E lá eu fui batendo facão no trecho de transição entre a mata de cima e os taquaruçus, e subitamente cheguei num trecho bem aberto. Virei pra trás e disse “Opa, a trilha melhorou!”. Mas na verdade achei meio estranho, pois o trecho dos taquaruçus era todo fechado, sombrio. Que claridade era aquela? Caminhando mais um pouco, já na faixa dos 800m de altitude, a trilha simplesmente desapareceu debaixo do que parecia ser uma imensa parreira de chuchu vista de cima. Todos os taquaruçus tinham caído, derrubando tudo junto com exceção das árvores maiores. Passar por baixo era impossível, passar por cima extremamente penoso, e ai se perdia a referência da calha da trilha. E aquela trama de taquaruçus mortos se estendia por centenas de metros em todas as direções. Caiu a ficha... dali, só retornando.

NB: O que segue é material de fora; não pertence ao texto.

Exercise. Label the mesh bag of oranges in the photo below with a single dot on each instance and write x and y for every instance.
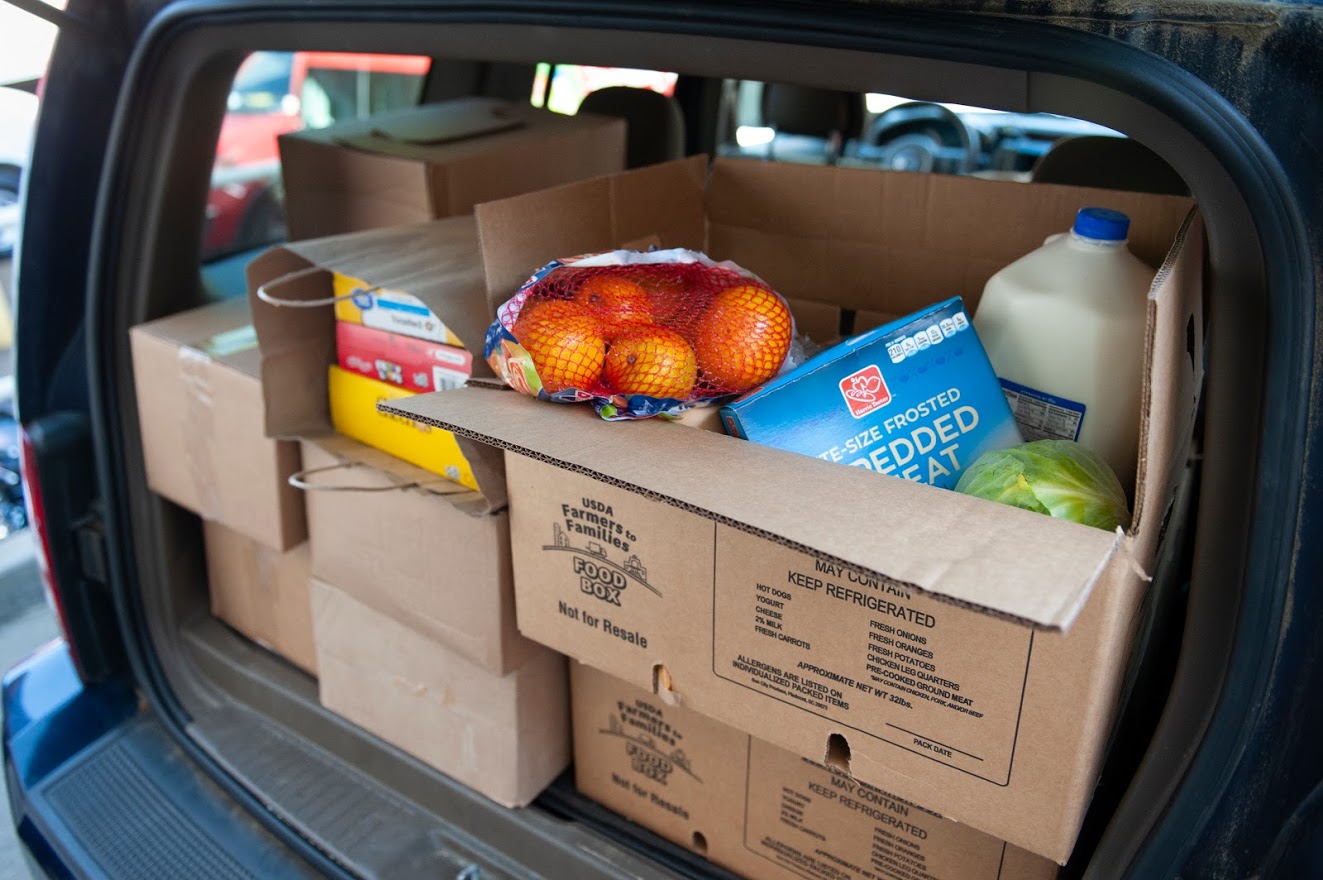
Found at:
(640, 334)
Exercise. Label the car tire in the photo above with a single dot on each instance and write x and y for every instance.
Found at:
(263, 224)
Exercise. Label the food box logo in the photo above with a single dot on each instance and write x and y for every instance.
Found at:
(586, 531)
(865, 391)
(652, 753)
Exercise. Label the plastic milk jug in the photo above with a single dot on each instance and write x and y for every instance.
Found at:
(1064, 328)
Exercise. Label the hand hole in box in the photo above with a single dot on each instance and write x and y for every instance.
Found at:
(838, 752)
(664, 686)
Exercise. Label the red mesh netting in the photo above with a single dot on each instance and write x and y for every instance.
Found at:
(683, 331)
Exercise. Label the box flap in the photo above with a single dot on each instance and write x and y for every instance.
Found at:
(1006, 561)
(416, 134)
(850, 236)
(523, 233)
(1174, 361)
(360, 467)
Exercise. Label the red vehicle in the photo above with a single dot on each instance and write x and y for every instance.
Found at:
(275, 93)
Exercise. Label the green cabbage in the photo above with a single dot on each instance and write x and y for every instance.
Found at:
(1059, 478)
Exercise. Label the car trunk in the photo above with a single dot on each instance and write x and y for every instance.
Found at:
(381, 813)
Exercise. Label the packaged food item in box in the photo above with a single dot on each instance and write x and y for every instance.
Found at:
(410, 363)
(353, 413)
(640, 334)
(914, 398)
(390, 310)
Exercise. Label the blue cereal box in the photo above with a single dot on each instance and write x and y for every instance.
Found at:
(914, 398)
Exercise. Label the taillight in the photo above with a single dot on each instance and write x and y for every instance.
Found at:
(37, 523)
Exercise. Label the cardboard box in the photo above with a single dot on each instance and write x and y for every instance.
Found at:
(504, 736)
(353, 413)
(760, 810)
(201, 420)
(262, 593)
(435, 160)
(425, 555)
(437, 265)
(962, 654)
(413, 364)
(916, 398)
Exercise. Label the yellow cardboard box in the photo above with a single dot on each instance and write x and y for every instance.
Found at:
(353, 413)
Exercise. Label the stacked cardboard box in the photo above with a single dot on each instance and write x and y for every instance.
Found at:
(201, 421)
(959, 654)
(406, 167)
(413, 590)
(757, 809)
(435, 160)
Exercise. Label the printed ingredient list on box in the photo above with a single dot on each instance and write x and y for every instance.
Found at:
(853, 649)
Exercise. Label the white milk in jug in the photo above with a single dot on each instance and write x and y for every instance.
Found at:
(1064, 327)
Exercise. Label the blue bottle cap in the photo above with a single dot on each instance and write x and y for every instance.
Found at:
(1101, 224)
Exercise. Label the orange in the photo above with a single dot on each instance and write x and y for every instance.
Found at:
(672, 301)
(651, 360)
(742, 338)
(544, 308)
(615, 299)
(568, 351)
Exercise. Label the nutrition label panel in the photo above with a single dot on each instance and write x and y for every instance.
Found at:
(1043, 416)
(933, 679)
(823, 825)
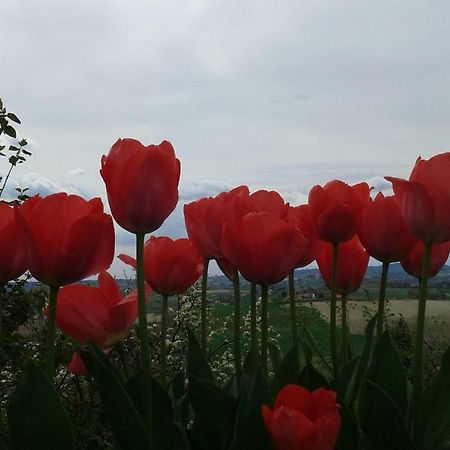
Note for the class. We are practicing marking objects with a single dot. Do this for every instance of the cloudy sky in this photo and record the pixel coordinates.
(277, 95)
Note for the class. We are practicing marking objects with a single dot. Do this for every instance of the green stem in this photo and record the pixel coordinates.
(420, 330)
(237, 322)
(51, 333)
(253, 328)
(143, 328)
(345, 332)
(203, 305)
(292, 306)
(163, 362)
(333, 333)
(381, 300)
(264, 330)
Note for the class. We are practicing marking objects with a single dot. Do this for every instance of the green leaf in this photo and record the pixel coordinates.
(381, 419)
(37, 420)
(136, 387)
(125, 421)
(249, 430)
(13, 117)
(196, 362)
(10, 131)
(349, 434)
(432, 426)
(288, 370)
(311, 379)
(169, 435)
(214, 411)
(276, 356)
(386, 371)
(358, 375)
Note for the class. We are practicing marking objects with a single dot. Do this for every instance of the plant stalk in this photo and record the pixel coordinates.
(381, 300)
(420, 329)
(264, 327)
(292, 306)
(51, 333)
(163, 361)
(333, 333)
(203, 306)
(237, 322)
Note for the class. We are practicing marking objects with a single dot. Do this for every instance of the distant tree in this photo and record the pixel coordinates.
(18, 153)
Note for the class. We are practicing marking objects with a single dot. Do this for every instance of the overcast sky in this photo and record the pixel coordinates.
(277, 95)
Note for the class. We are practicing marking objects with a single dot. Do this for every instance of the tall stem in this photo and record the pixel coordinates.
(51, 333)
(381, 300)
(204, 304)
(292, 306)
(143, 328)
(420, 329)
(253, 328)
(264, 331)
(333, 334)
(163, 362)
(345, 332)
(237, 322)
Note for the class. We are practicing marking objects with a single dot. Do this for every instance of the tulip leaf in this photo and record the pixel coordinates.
(345, 375)
(288, 370)
(386, 371)
(169, 435)
(37, 419)
(214, 411)
(276, 356)
(136, 387)
(249, 430)
(311, 379)
(196, 362)
(349, 434)
(432, 426)
(126, 423)
(357, 378)
(381, 419)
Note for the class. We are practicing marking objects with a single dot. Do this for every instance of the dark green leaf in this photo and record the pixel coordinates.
(125, 421)
(432, 427)
(311, 379)
(168, 434)
(214, 411)
(13, 117)
(288, 370)
(358, 375)
(381, 419)
(249, 430)
(276, 356)
(196, 362)
(349, 435)
(386, 371)
(10, 131)
(37, 420)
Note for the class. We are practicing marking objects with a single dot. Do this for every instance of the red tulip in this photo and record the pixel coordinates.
(142, 183)
(303, 420)
(205, 217)
(424, 199)
(335, 209)
(412, 263)
(351, 265)
(97, 314)
(170, 266)
(13, 258)
(267, 201)
(301, 217)
(383, 231)
(68, 238)
(263, 247)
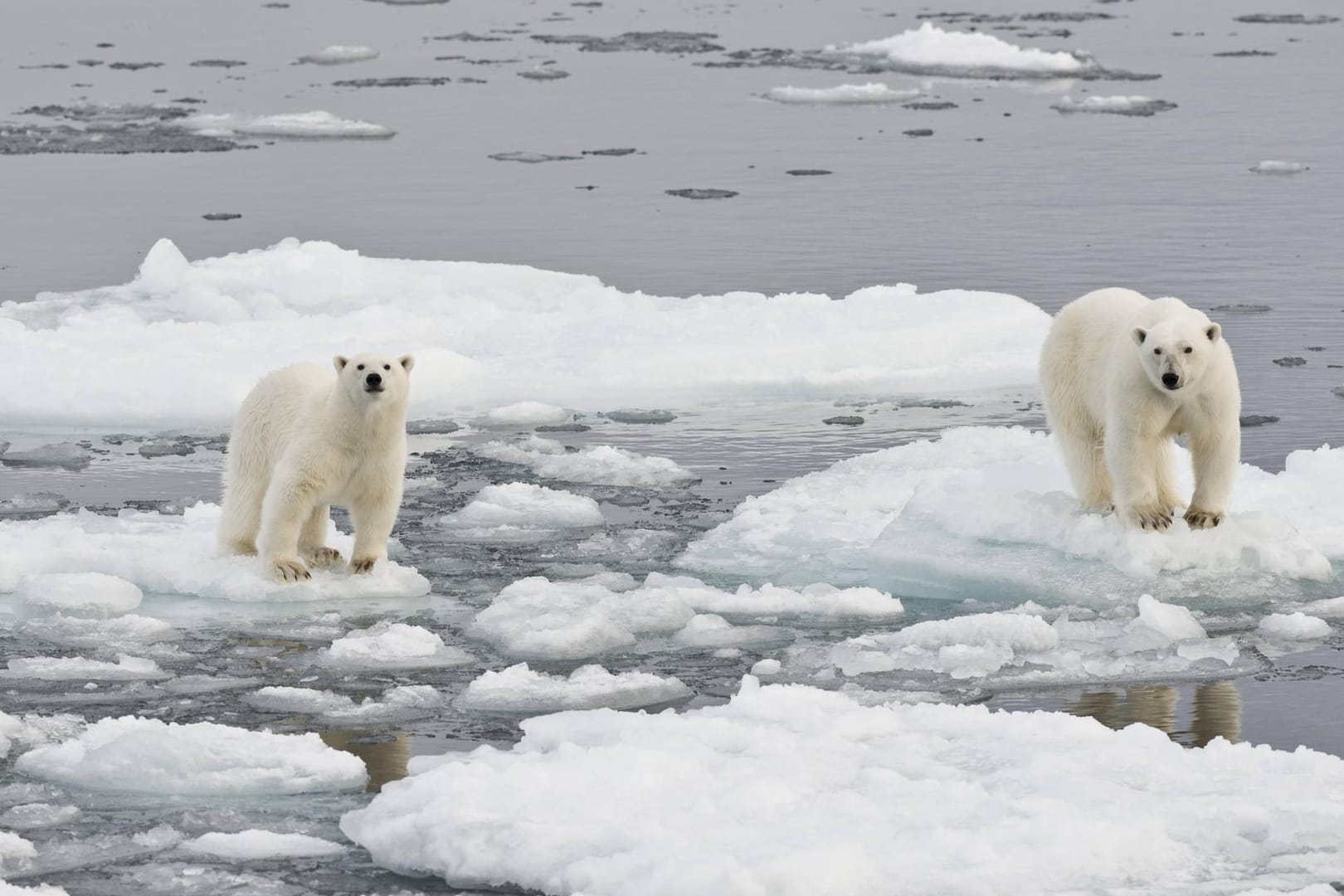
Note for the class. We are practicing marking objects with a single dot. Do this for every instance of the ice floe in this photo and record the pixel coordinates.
(251, 845)
(149, 755)
(841, 95)
(594, 465)
(930, 50)
(485, 336)
(392, 645)
(167, 553)
(296, 124)
(795, 791)
(988, 514)
(523, 691)
(542, 620)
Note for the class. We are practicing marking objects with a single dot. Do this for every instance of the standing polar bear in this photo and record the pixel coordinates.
(1122, 375)
(307, 438)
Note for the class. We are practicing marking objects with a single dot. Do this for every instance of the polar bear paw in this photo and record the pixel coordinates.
(325, 558)
(1200, 519)
(1151, 516)
(290, 570)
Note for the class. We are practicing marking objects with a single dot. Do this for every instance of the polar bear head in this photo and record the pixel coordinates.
(374, 379)
(1176, 351)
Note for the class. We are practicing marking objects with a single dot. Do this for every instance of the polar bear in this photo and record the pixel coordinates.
(1122, 373)
(304, 440)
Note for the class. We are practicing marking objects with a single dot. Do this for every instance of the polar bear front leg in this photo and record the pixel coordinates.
(1216, 455)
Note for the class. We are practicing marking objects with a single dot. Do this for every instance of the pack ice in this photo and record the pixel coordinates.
(793, 791)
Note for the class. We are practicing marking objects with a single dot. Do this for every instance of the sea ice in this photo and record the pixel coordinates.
(297, 124)
(392, 645)
(251, 845)
(77, 592)
(929, 50)
(841, 95)
(523, 505)
(518, 689)
(149, 755)
(793, 791)
(166, 553)
(485, 334)
(986, 512)
(593, 465)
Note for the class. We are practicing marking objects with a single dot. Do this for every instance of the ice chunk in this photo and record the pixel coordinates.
(524, 505)
(1293, 626)
(526, 414)
(166, 553)
(392, 645)
(339, 54)
(485, 336)
(841, 95)
(80, 670)
(594, 465)
(149, 755)
(796, 791)
(986, 512)
(93, 594)
(930, 50)
(251, 845)
(520, 689)
(296, 124)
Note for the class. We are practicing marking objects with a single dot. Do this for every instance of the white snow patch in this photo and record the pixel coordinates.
(253, 844)
(593, 465)
(1293, 626)
(986, 512)
(149, 755)
(796, 791)
(296, 124)
(930, 50)
(524, 505)
(520, 689)
(392, 645)
(485, 336)
(164, 553)
(841, 95)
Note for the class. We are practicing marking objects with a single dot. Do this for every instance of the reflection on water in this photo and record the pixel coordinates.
(385, 755)
(1216, 711)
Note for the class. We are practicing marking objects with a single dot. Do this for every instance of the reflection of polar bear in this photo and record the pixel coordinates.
(1122, 375)
(307, 438)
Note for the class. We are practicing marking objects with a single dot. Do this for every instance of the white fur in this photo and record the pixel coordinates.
(1101, 373)
(307, 438)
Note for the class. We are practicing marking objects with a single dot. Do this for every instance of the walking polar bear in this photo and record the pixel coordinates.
(307, 438)
(1122, 375)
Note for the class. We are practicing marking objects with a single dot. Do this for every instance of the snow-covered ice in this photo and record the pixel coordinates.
(251, 845)
(542, 620)
(392, 645)
(77, 592)
(485, 336)
(934, 51)
(594, 465)
(841, 95)
(166, 553)
(296, 124)
(986, 512)
(520, 505)
(523, 691)
(795, 791)
(152, 757)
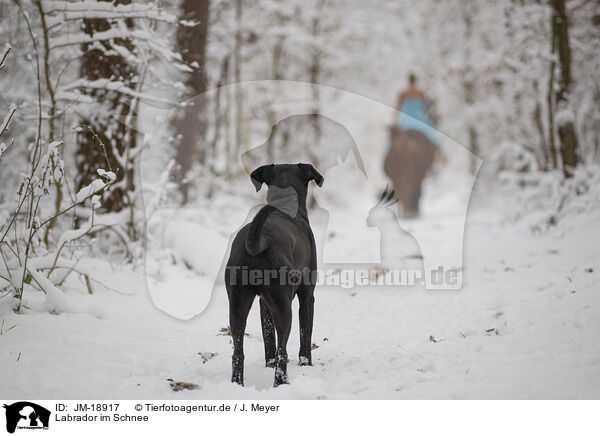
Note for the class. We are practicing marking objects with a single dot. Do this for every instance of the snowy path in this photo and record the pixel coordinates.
(539, 294)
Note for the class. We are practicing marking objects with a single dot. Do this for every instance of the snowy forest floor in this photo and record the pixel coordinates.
(524, 325)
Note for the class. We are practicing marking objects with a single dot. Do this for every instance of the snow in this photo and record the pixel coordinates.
(523, 326)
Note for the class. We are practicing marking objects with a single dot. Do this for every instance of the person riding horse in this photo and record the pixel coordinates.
(412, 148)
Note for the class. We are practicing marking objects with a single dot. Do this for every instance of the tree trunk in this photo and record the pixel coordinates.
(190, 126)
(566, 128)
(105, 140)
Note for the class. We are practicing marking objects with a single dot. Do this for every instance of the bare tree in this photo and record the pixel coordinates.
(105, 139)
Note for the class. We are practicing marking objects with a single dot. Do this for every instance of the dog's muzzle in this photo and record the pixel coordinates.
(284, 199)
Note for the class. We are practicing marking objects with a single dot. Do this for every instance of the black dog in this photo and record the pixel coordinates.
(274, 257)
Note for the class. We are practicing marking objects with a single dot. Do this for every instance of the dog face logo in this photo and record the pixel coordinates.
(26, 415)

Cheguei a fazer uma enquete: “-Pessoal, ou a gente volta ou abre esse caminho no peito”. A turma arregalou um olhão e disse em coro “-Abre no peito!” E eu que já tava batendo facão a seis horas... Chamei o Wanderley pra pensar comigo. Eram 13:00 horas. Tentamos mais um pouco encontrar a trilha em algumas direções, mas às 13:30 eu bati o martelo (até porque não agüentava mais bater facão). A única saída garantida da mata com luz do dia seria pra cima, voltando pra Petrópolis. A essa altura o churrasco já estava rolando pros poucos felizardos que foram de carro. E eu tentando passar um rádio pra Gisele, sem sucesso. Porcaria de rádio novo...

Todo mundo cansado e desanimado. Uma longa e penosa subida pela frente, o churrasco ficando pra trás e eu não conseguia avisar ninguém. Quase duas horas de subida e chegamos na Garganta das Três Torres. O Jair avisou “-Quebrou minha bicicleta”. Tava exausto! Consegui contato por celular e finalmente avisei que estávamos voltando, sem nenhuma previsão de chegada.

Um rápido lanche na Garganta e mais um toca-pra-cima cruel... Mata ficando escura, inventário de lanternas, grupo cansado... Às cinco da tarde chegamos no cume do Alto da Ventania, já com aquela coloração de fim de tarde. Tão bonito, mas tão bonito, que teve um efeito quase mágico no grupo. Todos, inclusive eu, estávamos felizes de estar ali novamente, depois de uma dura provação. Lanchamos tudo que restou e descemos de volta pro Caxambú, saindo da trilha exatamente na hora que escureceu. Paramos num boteco, tomamos umas cervejas e comemoramos uma caminhada daquelas especiais. Daquelas que nos torna mais amigos.

Mas eu ainda tinha um problemão pra resolver. Tinha que chegar na Pousada. A Gisele tava lá, meu carro tava lá, minhas coisas estavam lá e eu tinha reserva pra passar o final de semana lá... que enrascada...

Acabei indo pra casa, onde peguei a scooter da Gisele e toquei pra estrada. Consegui chegar na El Nagual por volta das dez da noite. Encontrei tudo arrumado, com balões, mesinhas, bolo intacto sobre a mesa. Por sorte ainda tinha uns gatos pingados comendo churrasco e tomando cerveja desde cedo e, junto com a turma da pousada, rolou até um “parabéns pra você”. O bolo era tão grande que foi servido no café da manhã da pousada em todos os dias do feriadão.

No dia seguinte, já do alto dos meus 40 anos, caminhei pelo vale até um ponto onde era possível ver a descida dos taquaruçús. Fiquei mais tranqüilo ao ter certeza de que acertamos na difícil decisão de voltar. Teríamos perdido um tempo precioso tentando transpor os taquaruçus, sem a menor chance de sucesso. Conversando com os locais, fiquei sabendo que os taquaruçus morrem todos a cada 100 anos, e como conseqüência desta morte nascem os brotos. E este raro fenômeno ocorreu justamente neste verão de 2009.

De toda essa experiência, uma certeza: Que dureza fazer 40 anos !!